Trump yönetiminin isteklerine gelince, Suriye ile İsrail arasındaki ilişkilerin normalleşmesidir. Yaptırımların kaldırılmasında ve destek sağlanmasında acele edilmesinin nedeniyse, ABD Dışişleri Bakanı Marco Rubio'nun Kongre'de yaptırımların kaldırılmasını savunurken söylediği gibi, yeni Suriye yönetiminin başarısız olmasından ve birkaç hafta içinde “kaos ve iç savaş” patlak vermesinin duyulan “korkunun gücü”dür. Ama bundan sonrası yeni Suriye yönetimine bağlı. Etkili bir yargı sistemi ve insan hakları, sosyal özgürlükler ve para transferlerinde özgürlük konusunda güçlü garantiler olmadan, 2011’den önceki durumuna dönmek için yaklaşık 500 milyar dolara ihtiyaç duyan bir ülkeye yatırım akışı olmayacak. Liberal veya neoliberal gibi rejimin türünü açıklayan yasalar olmadan, ortaklıklar ve özelleştirme için verilecek garantiler, Suriyeli, Arap ve uluslararası özel sektör lehine kamu sektöründen ne ölçüde vazgeçileceği açıklanmadan ekonomik kalkınmaya bahis oynanmayacak.

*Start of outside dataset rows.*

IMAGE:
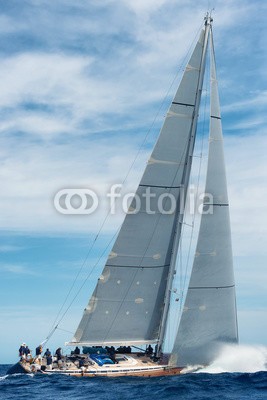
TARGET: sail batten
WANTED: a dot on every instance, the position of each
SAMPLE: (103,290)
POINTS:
(127,303)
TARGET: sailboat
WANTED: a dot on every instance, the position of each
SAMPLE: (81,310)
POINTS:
(130,305)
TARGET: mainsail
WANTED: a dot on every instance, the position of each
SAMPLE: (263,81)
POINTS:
(131,296)
(209,314)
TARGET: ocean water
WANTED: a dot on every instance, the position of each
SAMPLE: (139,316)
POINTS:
(215,382)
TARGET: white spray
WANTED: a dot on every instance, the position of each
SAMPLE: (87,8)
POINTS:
(235,358)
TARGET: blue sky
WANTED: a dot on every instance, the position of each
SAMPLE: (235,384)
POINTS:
(81,86)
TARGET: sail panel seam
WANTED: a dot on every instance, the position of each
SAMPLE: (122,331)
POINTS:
(138,267)
(211,287)
(216,204)
(183,104)
(162,186)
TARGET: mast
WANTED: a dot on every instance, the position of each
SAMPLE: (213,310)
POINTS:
(209,315)
(208,21)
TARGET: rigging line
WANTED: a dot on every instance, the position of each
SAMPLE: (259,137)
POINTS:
(123,182)
(88,276)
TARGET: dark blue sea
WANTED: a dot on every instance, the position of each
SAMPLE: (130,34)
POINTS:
(223,386)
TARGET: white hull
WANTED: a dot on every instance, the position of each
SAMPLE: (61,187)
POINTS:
(129,365)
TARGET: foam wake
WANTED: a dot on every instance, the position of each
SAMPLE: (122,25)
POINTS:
(235,358)
(239,358)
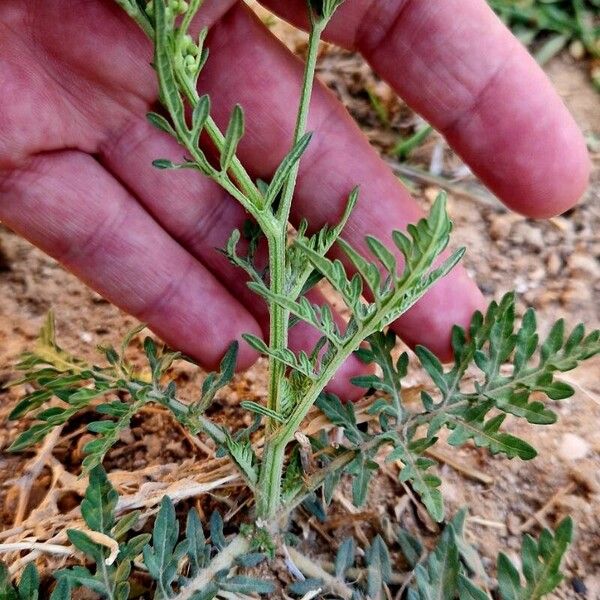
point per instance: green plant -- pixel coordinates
(547, 26)
(381, 290)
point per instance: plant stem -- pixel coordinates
(269, 488)
(279, 319)
(311, 568)
(302, 119)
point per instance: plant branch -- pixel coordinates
(221, 562)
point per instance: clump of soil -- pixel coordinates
(554, 266)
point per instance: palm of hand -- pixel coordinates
(76, 151)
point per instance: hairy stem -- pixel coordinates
(269, 488)
(302, 119)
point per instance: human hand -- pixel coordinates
(76, 150)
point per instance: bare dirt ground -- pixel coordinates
(554, 265)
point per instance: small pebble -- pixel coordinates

Yeni Suriye yönetiminin, İdlib'deki hükümet deneyimine benzer belirli siyasi, ekonomik ve sosyal seçeneklere sahip olduğu anlaşılıyor. Ancak bu yönetim, daha önce inanmadığı ve yönetme konusunda hiçbir deneyiminin olmadığı başka seçenekleri de takip etmek zorunda. “Ülkeyi özgürleştiren kararları verir” şeklindeki tehlikeli çerçevenin dışındaki yeteneklere ve liyakatli kişilere açılmaktan kaçış yok. Zira yurtdışından ve Suriye kamuoyundan gelen baskı altında açıklanan kararlar, etkili bir komite veya organ olmadan sadece birer başlık olmayı sürdürüyorlar. Bunlara geçiş adaleti, kayıp kişilerin aranması ve toplu mezarların ortaya çıkarılması, sahil bölgesindeki katliamlarının araştırılması, silahı yasa gibi görüp istedikleri gibi hareket eden, çoğunluğun parçası olmayan herkes öldürülmesi gereken bir “kâfir”miş gibi davranan silahlı grupların etkili bir şekilde durdurulması dahildir. Bunun anahtarı, sokaklarda barışçıl, birleştirici devrimi başlatan erkek ve kadınlara, genç erkek ve kızlara iade-i itibarda bulunmaktır. Yani devrimle övünüp son aşamasına odaklanırken, aynı zamanda devrimcilere ve “Suriye halkı birdir” sloganına iade-i itibarda bulunmaktır. Zira devrim, Suriyelilerin tutuklama, öldürülme, yıkım, nüfusun yarısının şehirlerinden, kasabalarından, köylerinden ve evlerinden yerinden edilmesi ile bedelini ödediği bir şeydir. Devrimciler, yalnızca yüz binlerce kişiden oluşan ama bir unsurunun aylık maaşı 10 doları geçmeyen bir ordunun kendisini savunmadığı ve aşamalı olarak çöken bir rejimi devirmek için son darbeyi vuranlar değildir.

Devrimden daha önemli tek şey bir devlet kurmaktır. Troçki'nin ısrarla vurguladığı kalıcı devrim, devletin kurulmasını engeller ve sürekli çatışmalara ve savaşlara giden yolu açar. Devrimin başarılı olduğu herhangi bir ülke için en tehlikeli durum, devrimin ne bir devlet ya da rejim olamayarak, ne de devrim olarak kalamayarak melez bir şeye dönüşmesidir.

Bu makale Şarku'l Avsat tarafından Independent Arabia’dan çevrilmiştir.